Theft of Trade Secrets: Based on the pattern of the majority shareholder’s improper use of the company’s intellectual property, the minority shareholder successfully pursued a claim under the Texas Theft Liability Act (“TTLA”).  See in Texas Penal Code § 31.05, which was recently superseded by the Texas Uniform Trade Secrets Act (“TUTSA”) in Texas Civil Practice & Remedies Code § 134A.001-004.  The Fifth Circuit affirmed the bankruptcy court’s ruling that the majority shareholder violated the TTLA through his theft of trade secrets and also awarded attorney’s fees permitted by the statute.  Even under the recently-enacted TUTSA, Texas trial courts have discretion to award attorney’s fees to the prevailing party where (a) willful and malicious prosecution is shown; or (b) for misappropriation claims made in bad faith.  This is an important claim for plaintiffs to consider in the context of disputes like in Mandel in which claims are alleged for theft of the company’s intellectual property or other confidential information.

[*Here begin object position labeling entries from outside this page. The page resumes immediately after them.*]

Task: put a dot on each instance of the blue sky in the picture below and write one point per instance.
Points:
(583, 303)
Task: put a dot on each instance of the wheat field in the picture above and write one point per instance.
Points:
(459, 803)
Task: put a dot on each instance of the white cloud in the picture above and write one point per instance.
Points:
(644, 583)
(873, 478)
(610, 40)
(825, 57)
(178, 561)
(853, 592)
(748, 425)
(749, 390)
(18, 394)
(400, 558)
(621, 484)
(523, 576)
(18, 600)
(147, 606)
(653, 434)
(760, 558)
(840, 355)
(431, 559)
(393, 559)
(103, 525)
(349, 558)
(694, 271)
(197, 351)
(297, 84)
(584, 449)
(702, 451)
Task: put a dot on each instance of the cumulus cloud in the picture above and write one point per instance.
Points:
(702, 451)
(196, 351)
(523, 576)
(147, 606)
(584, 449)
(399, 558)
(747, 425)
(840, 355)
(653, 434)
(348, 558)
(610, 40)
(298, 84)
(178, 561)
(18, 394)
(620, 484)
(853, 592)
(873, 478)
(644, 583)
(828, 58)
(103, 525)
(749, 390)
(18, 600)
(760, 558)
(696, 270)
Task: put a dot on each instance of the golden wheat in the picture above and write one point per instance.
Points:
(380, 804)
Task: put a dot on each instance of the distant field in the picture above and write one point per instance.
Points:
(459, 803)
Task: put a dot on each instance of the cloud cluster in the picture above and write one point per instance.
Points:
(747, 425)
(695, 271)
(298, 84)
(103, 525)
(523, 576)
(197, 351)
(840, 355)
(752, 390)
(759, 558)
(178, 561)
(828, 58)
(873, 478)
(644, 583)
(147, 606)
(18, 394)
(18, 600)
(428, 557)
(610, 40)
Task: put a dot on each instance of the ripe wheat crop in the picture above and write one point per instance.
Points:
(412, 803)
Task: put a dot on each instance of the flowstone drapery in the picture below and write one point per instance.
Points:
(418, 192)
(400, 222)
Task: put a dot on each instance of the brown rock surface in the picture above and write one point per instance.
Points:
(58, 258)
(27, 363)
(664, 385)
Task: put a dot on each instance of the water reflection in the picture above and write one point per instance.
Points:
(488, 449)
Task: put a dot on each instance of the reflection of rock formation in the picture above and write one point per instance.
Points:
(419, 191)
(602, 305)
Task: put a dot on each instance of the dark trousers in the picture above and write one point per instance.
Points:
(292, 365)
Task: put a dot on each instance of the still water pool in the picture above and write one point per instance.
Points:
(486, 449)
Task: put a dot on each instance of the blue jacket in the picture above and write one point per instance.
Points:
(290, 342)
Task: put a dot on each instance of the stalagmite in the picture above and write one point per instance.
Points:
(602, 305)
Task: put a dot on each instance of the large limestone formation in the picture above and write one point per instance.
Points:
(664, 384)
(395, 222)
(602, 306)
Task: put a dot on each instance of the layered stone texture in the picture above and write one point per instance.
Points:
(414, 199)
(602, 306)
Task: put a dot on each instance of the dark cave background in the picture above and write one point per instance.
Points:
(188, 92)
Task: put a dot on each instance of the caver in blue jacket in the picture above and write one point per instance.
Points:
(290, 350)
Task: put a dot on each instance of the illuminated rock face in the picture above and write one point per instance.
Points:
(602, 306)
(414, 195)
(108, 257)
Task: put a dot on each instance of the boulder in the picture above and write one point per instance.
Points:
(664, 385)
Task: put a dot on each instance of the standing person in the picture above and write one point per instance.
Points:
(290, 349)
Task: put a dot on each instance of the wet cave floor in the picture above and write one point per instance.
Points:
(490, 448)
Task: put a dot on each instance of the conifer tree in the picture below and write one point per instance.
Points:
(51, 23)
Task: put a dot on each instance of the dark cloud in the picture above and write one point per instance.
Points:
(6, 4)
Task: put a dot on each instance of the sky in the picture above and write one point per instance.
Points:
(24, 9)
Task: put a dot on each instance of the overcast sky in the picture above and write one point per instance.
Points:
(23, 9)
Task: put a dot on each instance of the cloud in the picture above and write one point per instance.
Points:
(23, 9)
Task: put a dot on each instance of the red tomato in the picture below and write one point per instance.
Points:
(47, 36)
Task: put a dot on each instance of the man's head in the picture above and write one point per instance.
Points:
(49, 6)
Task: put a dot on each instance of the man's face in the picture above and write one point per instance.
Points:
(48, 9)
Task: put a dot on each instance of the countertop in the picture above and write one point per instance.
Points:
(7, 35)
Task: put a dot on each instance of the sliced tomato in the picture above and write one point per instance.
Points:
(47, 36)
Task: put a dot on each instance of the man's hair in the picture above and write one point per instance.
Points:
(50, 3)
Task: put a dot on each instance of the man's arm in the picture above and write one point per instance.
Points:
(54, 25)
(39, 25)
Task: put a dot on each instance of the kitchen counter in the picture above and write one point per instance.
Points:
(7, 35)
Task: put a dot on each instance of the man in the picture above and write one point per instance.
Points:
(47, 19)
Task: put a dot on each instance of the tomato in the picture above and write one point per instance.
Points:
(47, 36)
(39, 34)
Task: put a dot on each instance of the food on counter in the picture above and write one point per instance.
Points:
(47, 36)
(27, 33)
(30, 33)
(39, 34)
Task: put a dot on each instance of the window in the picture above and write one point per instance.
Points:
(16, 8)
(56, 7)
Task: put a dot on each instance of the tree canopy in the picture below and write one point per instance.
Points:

The dispute in Mandel is not an unfamiliar set of facts for partnerships torn apart by greed and dishonesty.  The case is an important guide for plaintiffs to make certain that their claims – brought in a derivative or individual capacity – are the proper vehicle to recover actual damages.  In addition, Mandel vacated the damages award (well over $1 million) and remanded back to the bankruptcy court to clarify the actual damage awards.  It is therefore crucial for a plaintiff harmed by a breach of fiduciary duty or similar acts (other than for oppression) to ensure it can demonstrate how it calculated the amount of its actual damages.  Clarifying a plaintiff’s damages is important because, as in Mandel, prevailing on an oppression claim (and the appointment of a receiver) provides little value to a minority shareholder after the Entrepreneur has already destroyed the business or looted the company’s assets.